— Не обиделся? Зла не затаил? — продолжал расспрашивать Федоровский, с интересом разглядывая немецкого подполковника.
— Наоборот, это наши лучшие кадры. В Берлине таких сколько хочешь. — Маслов усмехнулся. — Еще и благодарны нам за избавление от фашистской заразы. Они все через школы антифашистского актива прошли, там им объяснили, что к чему.
Подполковник Маслов соскользнул с полки и распахнул дверь.
— Все, я иду туда, где трудно, а то, понимаешь, водка выдыхается.
Последних выбравшихся из бани встретили приветственными криками и штрафными бокалами. Пиво было свежее, бочковое, а не бутылочное. Водку вытащили из холодильника. На стол вывалили воблу. Штайнбах, закутанный в простыню, ухватил самую здоровую за хвост и стал бить о край стола.
Федоровский, пригладив жидкие волосы, решительно поднялся. Граненый стакан водки казался крохотным в его огромном кулаке:
— Предлагаю выпить за нерушимое единство народов Советского Союза и Германской Демократической Республики!
— До дна! — подхватили по-русски немцы.
Первые уроки пития по-русски они получили, когда учились в Высшей школе КГБ в Москве.
Дисциплина в Высшей школе КГБ была суровой даже для иностранцев, но в выходной день выпить не возбранялось. Напротив, преподаватели желали знать, кто сколько в состоянии выпить и при этом не потерять контроль над собой. У разведчика должны хорошо работать голова, язык и печень, говорили преподаватели.
— Добрая закуска, — с полным ртом пробормотал Маслов. — Совсем как в Берлине.
Он очищал свою тарелку с завидной скоростью.
— Да, со снабжением у немцев неплохо, — согласился кто-то из москвичей.
— Как сейчас с едой в Москве? — сочувственно спросил кто-то из немцев.
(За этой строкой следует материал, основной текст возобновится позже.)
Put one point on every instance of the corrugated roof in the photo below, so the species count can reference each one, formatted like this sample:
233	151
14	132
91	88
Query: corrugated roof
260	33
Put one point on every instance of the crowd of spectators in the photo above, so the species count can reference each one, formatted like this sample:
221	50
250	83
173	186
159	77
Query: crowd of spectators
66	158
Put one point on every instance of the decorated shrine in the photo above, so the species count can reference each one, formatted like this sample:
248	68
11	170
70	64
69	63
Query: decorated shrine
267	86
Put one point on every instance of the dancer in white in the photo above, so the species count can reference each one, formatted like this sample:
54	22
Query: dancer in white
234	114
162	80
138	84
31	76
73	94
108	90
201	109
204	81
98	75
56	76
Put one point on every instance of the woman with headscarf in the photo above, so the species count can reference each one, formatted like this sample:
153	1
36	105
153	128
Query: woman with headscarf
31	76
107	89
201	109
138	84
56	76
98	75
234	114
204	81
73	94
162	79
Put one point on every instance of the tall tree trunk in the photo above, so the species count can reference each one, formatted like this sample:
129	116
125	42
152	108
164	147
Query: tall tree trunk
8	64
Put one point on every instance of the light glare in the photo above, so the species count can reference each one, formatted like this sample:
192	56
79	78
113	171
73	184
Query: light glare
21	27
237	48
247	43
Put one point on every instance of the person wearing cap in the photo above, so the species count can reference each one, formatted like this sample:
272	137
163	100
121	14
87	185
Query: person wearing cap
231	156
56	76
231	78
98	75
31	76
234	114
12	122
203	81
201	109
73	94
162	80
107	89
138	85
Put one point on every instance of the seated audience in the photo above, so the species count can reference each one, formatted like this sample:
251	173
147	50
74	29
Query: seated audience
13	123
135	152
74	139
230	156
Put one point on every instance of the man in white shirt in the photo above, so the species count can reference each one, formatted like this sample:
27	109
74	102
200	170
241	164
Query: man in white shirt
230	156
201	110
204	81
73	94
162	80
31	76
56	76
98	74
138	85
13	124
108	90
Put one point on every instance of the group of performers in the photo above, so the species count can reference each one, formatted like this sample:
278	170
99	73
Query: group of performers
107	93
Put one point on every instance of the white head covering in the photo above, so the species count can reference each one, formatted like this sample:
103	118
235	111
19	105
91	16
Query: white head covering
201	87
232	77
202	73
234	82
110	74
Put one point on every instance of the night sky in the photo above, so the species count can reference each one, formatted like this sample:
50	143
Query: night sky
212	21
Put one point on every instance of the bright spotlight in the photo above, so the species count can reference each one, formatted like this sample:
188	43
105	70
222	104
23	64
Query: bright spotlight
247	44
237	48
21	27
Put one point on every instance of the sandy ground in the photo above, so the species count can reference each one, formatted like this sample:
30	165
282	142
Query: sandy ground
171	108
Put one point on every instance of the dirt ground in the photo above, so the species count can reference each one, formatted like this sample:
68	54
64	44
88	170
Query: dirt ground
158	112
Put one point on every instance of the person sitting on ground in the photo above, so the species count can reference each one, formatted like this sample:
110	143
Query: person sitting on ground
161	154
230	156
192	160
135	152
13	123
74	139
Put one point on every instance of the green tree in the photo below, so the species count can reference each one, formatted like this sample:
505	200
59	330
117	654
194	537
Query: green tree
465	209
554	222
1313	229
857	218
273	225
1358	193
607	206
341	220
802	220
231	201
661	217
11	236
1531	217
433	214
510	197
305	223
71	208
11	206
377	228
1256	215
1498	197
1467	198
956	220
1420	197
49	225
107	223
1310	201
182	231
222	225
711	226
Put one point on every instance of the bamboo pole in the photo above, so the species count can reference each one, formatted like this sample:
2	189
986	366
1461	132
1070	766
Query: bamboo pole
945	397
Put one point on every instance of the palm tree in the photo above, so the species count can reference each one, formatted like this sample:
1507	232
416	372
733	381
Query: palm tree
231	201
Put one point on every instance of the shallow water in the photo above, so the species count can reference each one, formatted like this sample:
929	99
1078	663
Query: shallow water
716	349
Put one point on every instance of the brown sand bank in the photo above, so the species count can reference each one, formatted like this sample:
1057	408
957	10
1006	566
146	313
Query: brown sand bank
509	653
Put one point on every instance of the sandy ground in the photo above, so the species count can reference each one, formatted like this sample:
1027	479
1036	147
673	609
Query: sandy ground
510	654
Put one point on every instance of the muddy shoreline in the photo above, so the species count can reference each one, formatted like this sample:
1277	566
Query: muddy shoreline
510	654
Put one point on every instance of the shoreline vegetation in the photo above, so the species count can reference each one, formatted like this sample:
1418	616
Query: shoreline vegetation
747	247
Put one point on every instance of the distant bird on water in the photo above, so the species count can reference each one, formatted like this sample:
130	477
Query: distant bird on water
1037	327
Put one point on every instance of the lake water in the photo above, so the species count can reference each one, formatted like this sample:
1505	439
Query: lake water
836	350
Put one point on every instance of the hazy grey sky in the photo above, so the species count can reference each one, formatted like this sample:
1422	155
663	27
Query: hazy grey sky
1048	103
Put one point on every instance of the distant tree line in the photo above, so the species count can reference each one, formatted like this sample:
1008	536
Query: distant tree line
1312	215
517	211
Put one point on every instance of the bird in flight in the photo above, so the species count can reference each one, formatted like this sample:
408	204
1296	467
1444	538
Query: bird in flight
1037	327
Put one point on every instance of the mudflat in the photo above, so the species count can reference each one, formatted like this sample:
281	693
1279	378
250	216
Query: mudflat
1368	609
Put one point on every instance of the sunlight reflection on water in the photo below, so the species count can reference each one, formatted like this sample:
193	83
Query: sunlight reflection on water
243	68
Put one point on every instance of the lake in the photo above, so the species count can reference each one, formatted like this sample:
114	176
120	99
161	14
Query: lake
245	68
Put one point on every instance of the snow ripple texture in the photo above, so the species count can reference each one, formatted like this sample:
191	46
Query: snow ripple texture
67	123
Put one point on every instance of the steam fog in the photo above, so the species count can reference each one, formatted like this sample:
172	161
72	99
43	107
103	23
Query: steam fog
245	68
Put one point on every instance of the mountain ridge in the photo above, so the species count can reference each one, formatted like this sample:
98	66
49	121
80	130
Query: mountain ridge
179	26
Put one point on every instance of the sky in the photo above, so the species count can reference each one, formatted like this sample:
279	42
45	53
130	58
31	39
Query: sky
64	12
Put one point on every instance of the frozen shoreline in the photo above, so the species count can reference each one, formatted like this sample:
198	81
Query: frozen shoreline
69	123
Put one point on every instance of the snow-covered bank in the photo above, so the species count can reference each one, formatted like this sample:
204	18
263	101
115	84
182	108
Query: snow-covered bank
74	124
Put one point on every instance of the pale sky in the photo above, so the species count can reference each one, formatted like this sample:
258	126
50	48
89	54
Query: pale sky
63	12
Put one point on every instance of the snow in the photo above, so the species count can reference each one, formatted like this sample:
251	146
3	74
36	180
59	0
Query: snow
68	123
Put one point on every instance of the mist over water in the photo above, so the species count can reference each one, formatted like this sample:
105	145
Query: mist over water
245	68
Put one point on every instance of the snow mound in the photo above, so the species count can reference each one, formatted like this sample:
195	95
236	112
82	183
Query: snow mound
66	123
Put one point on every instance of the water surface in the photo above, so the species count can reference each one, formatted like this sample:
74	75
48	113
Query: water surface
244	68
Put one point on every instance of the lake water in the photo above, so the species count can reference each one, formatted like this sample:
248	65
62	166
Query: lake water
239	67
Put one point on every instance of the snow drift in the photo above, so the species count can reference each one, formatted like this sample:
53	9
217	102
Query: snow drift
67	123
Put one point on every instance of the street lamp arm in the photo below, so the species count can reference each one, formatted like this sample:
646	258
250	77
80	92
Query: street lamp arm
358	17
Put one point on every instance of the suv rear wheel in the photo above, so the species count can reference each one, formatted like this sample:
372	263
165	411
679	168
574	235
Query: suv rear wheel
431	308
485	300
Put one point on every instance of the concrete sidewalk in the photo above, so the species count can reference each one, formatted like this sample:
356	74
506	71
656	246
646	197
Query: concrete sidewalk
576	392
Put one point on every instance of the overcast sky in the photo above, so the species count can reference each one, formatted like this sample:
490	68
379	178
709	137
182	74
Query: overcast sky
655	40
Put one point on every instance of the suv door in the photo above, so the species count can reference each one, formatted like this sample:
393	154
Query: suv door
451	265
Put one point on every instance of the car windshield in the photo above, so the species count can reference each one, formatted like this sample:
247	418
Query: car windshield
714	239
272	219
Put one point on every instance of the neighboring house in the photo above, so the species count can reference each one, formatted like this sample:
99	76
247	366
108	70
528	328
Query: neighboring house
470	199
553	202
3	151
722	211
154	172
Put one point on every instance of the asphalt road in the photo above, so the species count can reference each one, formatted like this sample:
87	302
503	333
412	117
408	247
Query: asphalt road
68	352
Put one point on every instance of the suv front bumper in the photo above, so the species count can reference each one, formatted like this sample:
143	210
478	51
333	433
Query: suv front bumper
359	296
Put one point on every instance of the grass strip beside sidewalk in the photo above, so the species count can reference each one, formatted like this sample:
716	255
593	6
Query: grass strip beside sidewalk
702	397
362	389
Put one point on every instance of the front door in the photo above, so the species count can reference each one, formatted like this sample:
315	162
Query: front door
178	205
— Отлично, все есть, временные трудности позади, — уверенно ответил Маслов и строго оглядел окружающих. — Партия заботится о народе. Товарищ Брежнев здорово двинул дело вперед. Он энергичный и знающий руководитель ленинского типа.
— Предлагаю тост за товарища Брежнева, вождя советских коммунистов и настоящего друга нашей страны! — вскочил немецкий майор.
Он лихо осушил стакан и рухнул на стул. Глаза его остекленели. Несколько мгновений он сидел, не шевелясь, потом вернулся к жизни и полез за закуской, неуверенно тыкая вилкой в тарелку с ветчиной.
Потом пили за политбюро, за КГБ СССР, за МГБ ГДР, за чекистское братство. Последние тосты смогли поддержать уже не все. Двоих молодых немцев нежно переложили в мягкие кресла, пылившиеся в углу, и они заснули.
Наравне с русскими пили Штайнбах и смуглый, чернявый капитан Хоффман. Штайнбах расспрашивал москвичей о театральных премьерах и вспоминал самодеятельный театр в лагере для военнопленных. Хоффман, поминутно вытирая пот со лба, вдруг заявил, что будет играть на гитаре. Это случалось с ним только в большом подпитии.
Маслов изъявил желание достать гитару.
— Целлер! — окликнул он лейтенанта, который кружку за кружкой глотал пиво, а водку не пил. — Ты почему опять не выпил за здоровье немецких товарищей? Ты же сам немец, должен радоваться, что своих видишь.
— Я выпил, — отозвался стриженный ежиком Целлер.
Он знал, что сейчас услышит, и его пухлое лицо заранее обиженно скривилось.
— Что ты выпил? Пиво ты сосешь, а настоящие чекисты пьют водку! — оборвал его Маслов. — Какой же ты, к черту, чекист? Переведем тебя в хозяйственное управление или вообще выгоним. На хрен мы тебя вообще сюда взяли, а?
— Оставь ты его. Не скандаль при гостях, — нехотя вступился за него Федоровский.
Набравшийся Маслов пропустил его слова мимо ушей.
— Найди мне гитару, — приказал он.
Целлер встал.
— Здесь нет гитары, товарищ подполковник.
— Не возражать! — отрезал Маслов. — Выполняй приказ.